Tesla founder responds to news saying: ‘How strange… well, back to work’
Elon Musk offered up an underwhelmed response to news that he has surpassed Amazon owner Jeff Bezos to become the richest man in the world, remarking: “How strange… well, back to work.”
Musk officially became the richest person on the planet after a surge in Tesla shares increased his net worth to more than $188.5 billion.
The push dethrones Bezos for the top spot, who is only worth $187 billion.
On Thursday morning, Musk’s electric car brand Telsa’s stock price jumped 6 percent, barely 24 hours after climbing to 4.6 percent following the first trading session of the year.
Including Thursday’s gains in Tesla shares, Musk’s net worth was bumped up to $1.5 billion above Bezos’, according to Bloomberg.
Bezos has held the title of the world’s wealthiest person since 2017 when he knocked Microsoft founder Bill Gates off the top spot.
And despite being the new titleholder, Musk appeared to brush off the news on Twitter Thursday morning.
The Twitter account for the Tesla Owners of Silicon Valley wrote: “@elonmusk is now the richest person in the world at $190 billion.”
In one tweet, Musk wrote: “How strange.”
He followed that tweet up with: “Well, back to work…”
The distinction is the latest superlative for the South African-born Musk, who also leads the aerospace venture SpaceX.
He has a 20 percent stake in the carmaker and about $42billion of unrealized paper gains on vested stock options, according to the Bloomberg report.
Tesla shares were up as much as 7.4 percent on Thursday at a record high of $811.61.
It comes after Musk overtook Bill Gates as the second-richest person in November, a significant jump for the entrepreneur who started off 2020 ranked 35.
Musk managed to increase his wealth by more than $146billion in the last 12 months, despite the economic downturn brought by the coronavirus pandemic.

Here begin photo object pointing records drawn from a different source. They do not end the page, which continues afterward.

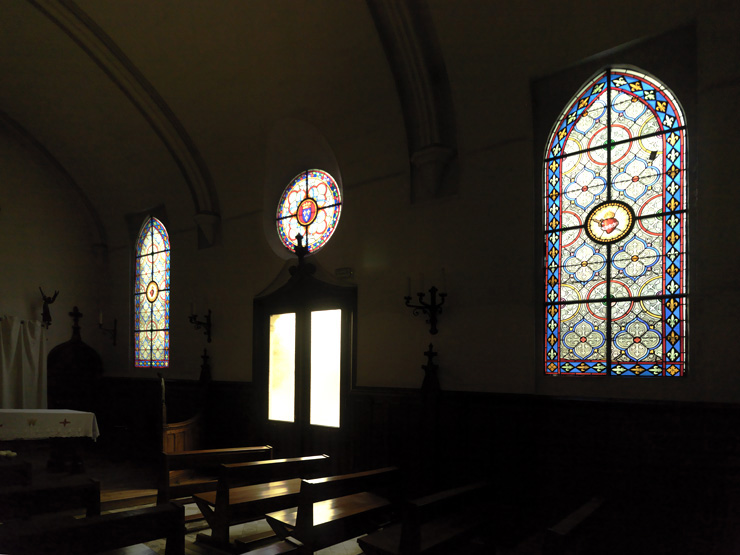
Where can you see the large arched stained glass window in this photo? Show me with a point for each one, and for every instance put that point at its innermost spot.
(152, 296)
(310, 206)
(615, 231)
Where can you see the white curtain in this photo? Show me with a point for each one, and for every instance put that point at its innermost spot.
(23, 363)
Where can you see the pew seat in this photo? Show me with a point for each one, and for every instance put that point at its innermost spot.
(65, 494)
(246, 491)
(334, 509)
(185, 473)
(433, 524)
(114, 533)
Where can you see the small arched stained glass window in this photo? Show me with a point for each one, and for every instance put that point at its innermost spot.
(310, 206)
(615, 189)
(152, 296)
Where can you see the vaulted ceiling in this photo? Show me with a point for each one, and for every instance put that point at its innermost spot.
(138, 101)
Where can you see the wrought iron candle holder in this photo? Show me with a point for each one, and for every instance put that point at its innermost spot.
(112, 331)
(205, 325)
(431, 309)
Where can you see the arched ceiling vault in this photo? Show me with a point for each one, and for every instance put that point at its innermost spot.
(111, 59)
(149, 103)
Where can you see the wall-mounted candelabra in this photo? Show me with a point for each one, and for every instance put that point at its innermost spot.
(431, 308)
(205, 325)
(112, 331)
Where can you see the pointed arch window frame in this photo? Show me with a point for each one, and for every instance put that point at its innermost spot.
(673, 294)
(152, 295)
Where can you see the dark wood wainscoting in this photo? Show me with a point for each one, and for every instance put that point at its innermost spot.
(531, 447)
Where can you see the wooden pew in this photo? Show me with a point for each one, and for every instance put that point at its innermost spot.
(433, 524)
(67, 493)
(188, 472)
(14, 472)
(246, 491)
(336, 508)
(96, 534)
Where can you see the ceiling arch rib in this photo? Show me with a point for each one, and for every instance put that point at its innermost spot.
(408, 36)
(109, 57)
(99, 237)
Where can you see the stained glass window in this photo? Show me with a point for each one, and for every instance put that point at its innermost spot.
(615, 231)
(152, 296)
(310, 206)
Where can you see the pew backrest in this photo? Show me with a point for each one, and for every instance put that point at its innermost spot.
(272, 470)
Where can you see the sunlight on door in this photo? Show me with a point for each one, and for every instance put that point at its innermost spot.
(282, 367)
(326, 347)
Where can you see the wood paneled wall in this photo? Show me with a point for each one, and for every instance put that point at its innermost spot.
(530, 446)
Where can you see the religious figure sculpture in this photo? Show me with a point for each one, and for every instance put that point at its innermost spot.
(45, 313)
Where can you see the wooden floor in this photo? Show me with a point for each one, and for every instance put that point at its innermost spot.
(132, 483)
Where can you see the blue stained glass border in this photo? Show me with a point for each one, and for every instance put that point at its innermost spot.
(667, 111)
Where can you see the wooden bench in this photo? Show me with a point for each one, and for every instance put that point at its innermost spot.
(188, 472)
(336, 508)
(433, 524)
(96, 534)
(66, 494)
(247, 491)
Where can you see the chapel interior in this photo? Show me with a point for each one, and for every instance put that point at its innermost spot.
(434, 119)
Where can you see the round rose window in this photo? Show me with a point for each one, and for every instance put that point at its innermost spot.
(309, 207)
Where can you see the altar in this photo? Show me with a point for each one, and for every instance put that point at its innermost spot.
(47, 423)
(62, 429)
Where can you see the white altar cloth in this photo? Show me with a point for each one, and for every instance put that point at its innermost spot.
(46, 423)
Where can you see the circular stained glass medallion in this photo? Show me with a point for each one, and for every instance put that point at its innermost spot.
(152, 291)
(310, 206)
(610, 222)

Tesla reported a series of profitable quarters throughout 2020 and joined the S&P 500, establishing the company as one of the world’s most valuable businesses.
On Saturday, Tesla reported better-than-expected 2020 vehicle deliveries, driven by a steady rise in electric vehicle adoption, but narrowly missed its ambitious full-year goal during a punishing year for the global auto industry.
The company delivered 499,550 vehicles during 2020, above Wall Street estimates of 481,261 vehicles, according to Refinitiv data – but 450 units shy of CEO Elon Musk’s target of half a million vehicles.